On Well-Posedness for General Hierarchy Equations of Gross-Pitaevskii and Hartree Type

Gross-Pitaevskii and Hartree hierarchies are infinite systems of coupled PDEs emerging naturally from the mean field theory of Bose gases. Their solutions are known to be related to initial value problems, in particular the Gross-Pitaevskii and Hartree equations. Due to their physical and mathematical relevance, the issues of well-posedness and uniqueness for these hierarchies have recently been studied thoroughly using specific nonlinear and combinatorial techniques.
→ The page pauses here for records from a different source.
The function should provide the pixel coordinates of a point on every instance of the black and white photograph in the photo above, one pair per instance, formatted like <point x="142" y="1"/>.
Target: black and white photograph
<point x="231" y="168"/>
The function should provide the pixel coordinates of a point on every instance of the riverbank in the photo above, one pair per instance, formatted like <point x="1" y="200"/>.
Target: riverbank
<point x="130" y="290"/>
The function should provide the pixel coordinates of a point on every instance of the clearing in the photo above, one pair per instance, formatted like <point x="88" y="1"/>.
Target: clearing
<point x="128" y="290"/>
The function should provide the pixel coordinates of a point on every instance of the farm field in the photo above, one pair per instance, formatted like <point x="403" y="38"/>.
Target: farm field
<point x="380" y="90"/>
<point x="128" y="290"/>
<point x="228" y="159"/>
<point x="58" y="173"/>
In this article, we introduce a new approach for the study of such hierarchy equations by firstly establishing a duality between them and certain Liouville equations, and secondly, solving the uniqueness and existence questions for the latter. As an outcome, we formulate a hierarchy equation starting from any initial value problem which isU(1)-invariant and prove a general principle which can be stated formally as follows: The uniqueness of weak solutions of an initial value problem implies the uniqueness of solutions for the related hierarchy equation. The existence of solutions for an initial value problem implies the existence of solutions for the related hierarchy equation. In particular, several new well-posedness results, as well as a counterexample to uniqueness for the Gross-Pitaevskii hierarchy equation, are proved. The novelty in our work lies in the aforementioned duality and the use of Liouville equations with powerful transport techniques extended to infinite dimensional functional spaces.